Le souci de mieux sécuriser les placements des caisses a conduit à s'interroger sur l'opportunité d'autoriser ces caisses à acquérir des biens forestiers.

Or les biens forestiers sont rarement gérés en direct. Il s'agit le plus souvent de fonds forestiers : l'acheteur ne sait donc pas dans quelle zone géographique se trouvent les forêts composant le fonds et il n'a, de ce fait, aucune visibilité sur le rendement.

Le décret du 25 octobre 2002 a donc prévu deux dispositions.

Dans sa partie codifiée, le décret a intégré dans le code de la sécurité sociale une disposition interdisant aux caisses d'acquérir de nouveaux biens forestiers. Je tiens à ce propos à souligner que la liste des engagements admis en représentation des actifs réglementés est suffisante pour permettre une grande diversité des placements.

Le Gouvernement n'entendait toutefois ni faire peser une contrainte excessive sur les gestionnaires, ni déstabiliser le secteur forestier par une obligation de mise immédiate sur le marché. Aussi, afin de leur permettre de se défaire dans de bonnes conditions des biens forestiers en leur possession, un délai de cinq ans leur est laissé.
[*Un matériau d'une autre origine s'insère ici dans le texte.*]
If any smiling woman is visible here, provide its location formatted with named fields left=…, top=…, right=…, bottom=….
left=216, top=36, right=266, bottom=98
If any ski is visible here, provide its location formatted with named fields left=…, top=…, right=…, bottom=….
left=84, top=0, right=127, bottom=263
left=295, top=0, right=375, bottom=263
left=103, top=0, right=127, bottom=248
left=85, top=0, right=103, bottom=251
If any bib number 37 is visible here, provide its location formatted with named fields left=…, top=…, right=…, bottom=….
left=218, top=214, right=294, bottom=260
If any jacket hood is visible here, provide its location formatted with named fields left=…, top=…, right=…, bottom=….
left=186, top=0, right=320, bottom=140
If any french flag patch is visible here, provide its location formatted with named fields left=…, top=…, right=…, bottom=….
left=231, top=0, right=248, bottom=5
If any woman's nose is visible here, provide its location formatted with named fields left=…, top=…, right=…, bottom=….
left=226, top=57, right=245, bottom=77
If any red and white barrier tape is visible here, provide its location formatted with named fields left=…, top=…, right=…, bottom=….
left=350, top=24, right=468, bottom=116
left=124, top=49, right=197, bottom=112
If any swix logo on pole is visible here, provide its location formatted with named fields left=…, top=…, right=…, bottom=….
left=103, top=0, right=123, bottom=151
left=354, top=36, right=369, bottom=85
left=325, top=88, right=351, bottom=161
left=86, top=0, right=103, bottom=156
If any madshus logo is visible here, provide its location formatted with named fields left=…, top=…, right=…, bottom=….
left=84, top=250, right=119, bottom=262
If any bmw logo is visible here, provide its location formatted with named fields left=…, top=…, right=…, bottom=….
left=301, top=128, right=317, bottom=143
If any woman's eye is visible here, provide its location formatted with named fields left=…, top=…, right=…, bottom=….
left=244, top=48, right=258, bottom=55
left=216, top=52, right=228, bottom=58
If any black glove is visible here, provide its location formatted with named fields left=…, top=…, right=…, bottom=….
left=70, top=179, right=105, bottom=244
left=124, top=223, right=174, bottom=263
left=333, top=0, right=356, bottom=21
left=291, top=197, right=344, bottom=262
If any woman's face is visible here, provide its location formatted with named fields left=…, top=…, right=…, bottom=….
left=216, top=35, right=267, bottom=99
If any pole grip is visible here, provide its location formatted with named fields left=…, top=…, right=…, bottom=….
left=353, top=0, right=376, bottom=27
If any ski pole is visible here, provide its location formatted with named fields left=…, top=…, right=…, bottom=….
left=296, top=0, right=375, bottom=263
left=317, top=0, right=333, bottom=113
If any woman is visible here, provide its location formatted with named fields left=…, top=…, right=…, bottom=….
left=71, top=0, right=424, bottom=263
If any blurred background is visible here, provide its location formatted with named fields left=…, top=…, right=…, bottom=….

Il n'est pas envisagé de revenir sur ces dispositions qui correspondent à la volonté du Gouvernement de renforcer les règles prudentielles applicables aux placements des caisses d'assurance vieillesse des travailleurs non salariés.

M. le président. La parole est à M. René-Pierre Signé.

M. René-Pierre Signé. Je vous remercie de votre réponse, madame la secrétaire d'Etat. Sur les plans juridique et financier, vous n'avez sans doute pas tout à fait tort, mais je voulais y insister sur les retombées économiques locales, qui pourraient être fâcheuses, s'agissant notamment de la suppression de postes d'agents patrimoniaux.

Je pense aussi aux conséquences pour une scierie de l'importance de celle de Sougy, dans la Nièvre, qui a signé un contrat d'approvisionnement, comme aux répercussions sur les petites entreprises d'exploitation et de débardage.

Je vous fais deux suggestions, madame la secrétaire d'Etat. En premier lieu, vous avez accordé un délai de cinq ans aux caisses, ce qui est bien, mais il faudrait porter ce délai à dix ans. En second lieu, la fixation d'un seuil minimal de patrimoine forestier au-dessus duquel le décret sera applicables, pourrait être envisagée. Ces deux dispositions seraient de nature à prévenir un démembrement trop rapide et trop brutal des massifs forestiers et à éviter des retombées économiques fâcheuses, notamment en termes d'emploi.

M. Emmanuel Hamel. Très bien !

M. le président. Mes chers collègues, l'ordre du jour de ce matin étant épuisé, nous allons maintenant interrompre nos travaux ; nous les reprendrons à seize heures.

La séance est suspendue.

(La séance, suspendue à onze heures cinquante-cinq, est reprise à seize heures cinq, sous la présidence de M. Christian Poncelet.)